1. Parse user message: extract concept, attached images, count.
2. Infer mode. For new-with-ben without an attached photo, pull the most recent ben_reference_*.jpg from refs/. If missing, ask once.
3. READ every reference image visually using the Read tool on each file path. This is MANDATORY — do not skip even when you think you already know what the image looks like. Read each one. If a path was mentioned but not provided, STOP here and ask for it. Extract per ref: dominant colors with rough hex equivalents, composition pattern, lighting mood, render style (photoreal vs flat-stylized), texture (grain, dot-grid, smooth), recurring motifs visible. State observations briefly in chat (one sentence per ref) so the user can verify you actually read them. Then identify the SHARED style signals across all refs ("all 5 use the dot-grid background and coral folder; 3 use a hand-drawn arrow") — these shared signals are the strongest brand cues to lock into every variant. Pass every relevant ref to medias[] (up to nano_banana_2's 4-ref limit; if more, pick the 4 most representative and tell the user).

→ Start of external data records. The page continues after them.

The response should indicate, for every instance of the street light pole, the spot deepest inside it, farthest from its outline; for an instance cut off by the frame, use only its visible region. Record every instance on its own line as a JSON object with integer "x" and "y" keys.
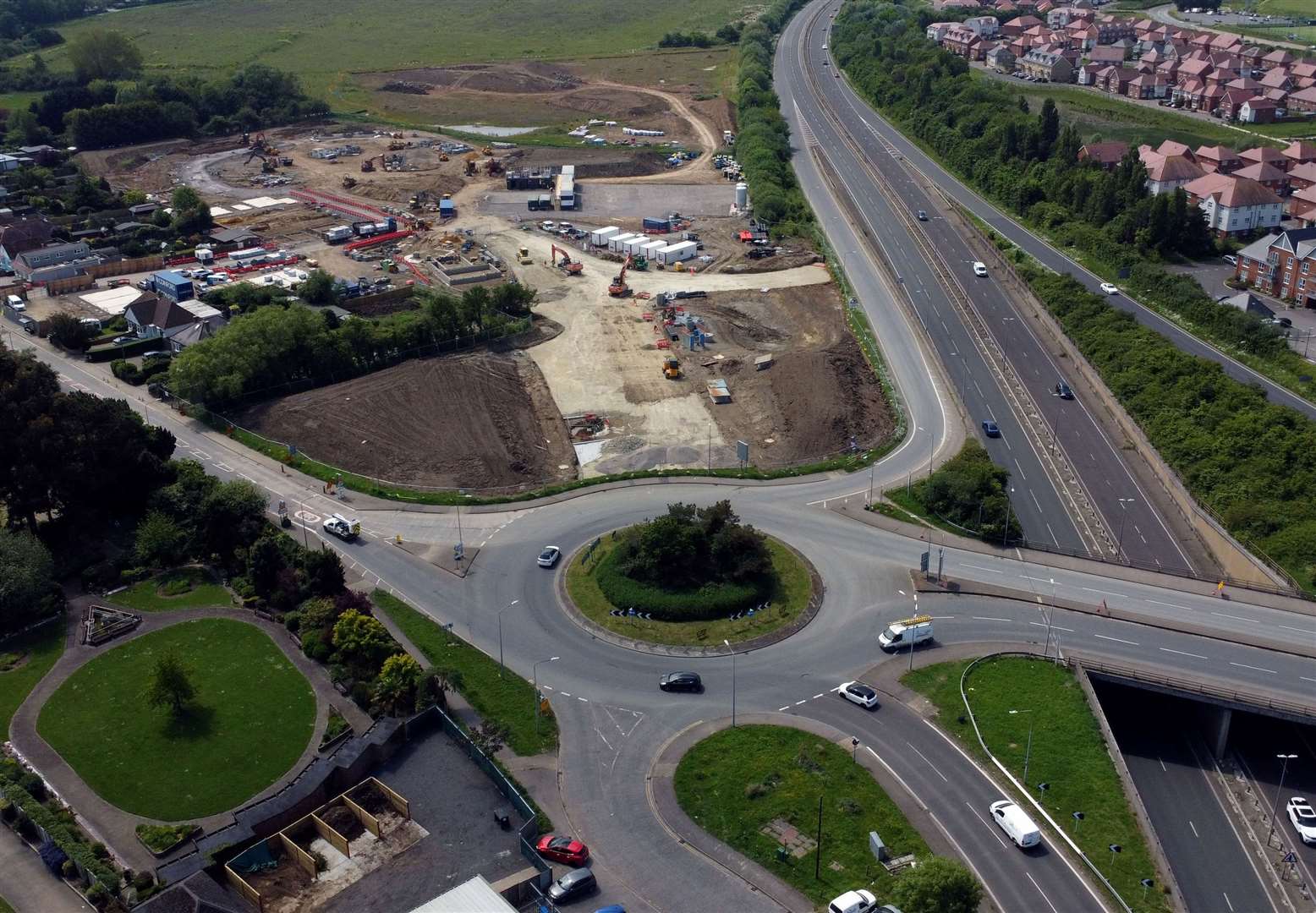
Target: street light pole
{"x": 536, "y": 674}
{"x": 501, "y": 634}
{"x": 1274, "y": 808}
{"x": 733, "y": 681}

4. Load style spec (or fall back to locked defaults).
5. IDEATE N distinct creative angles for the concept (one per requested variant). Each angle should have a different headline, different supporting visual, and a different framing of why-this-topic-matters. Brainstorm in chat in a compact one-line-per-variant list, then proceed. Do NOT generate N near-identical variants of one composition; that's wasted credits.
6. Build N prompts internally (4-block template from references/prompt-builder.md per variant). Across all N prompts, blocks 2 (Subject — Ben's face, expression, framing, wardrobe, camera angle) and 4 (Negatives) stay IDENTICAL. Only blocks 1 (Scene) and 3 (Style — the supporting visual and any motif specifics) change between variants. Fold the visual observations from step 3 into every variant's blocks. Never surface prompts unless asked.
7. Generate N times: one `generate_image` call per variant with `count: 1`, `aspect_ratio: "16:9"`, `resolution: "2k"`. EVERY call passes the same Ben reference photo (or the same primary ref) as `medias[0]` so the face stays locked. Sequential calls so each lands in the manifest in order.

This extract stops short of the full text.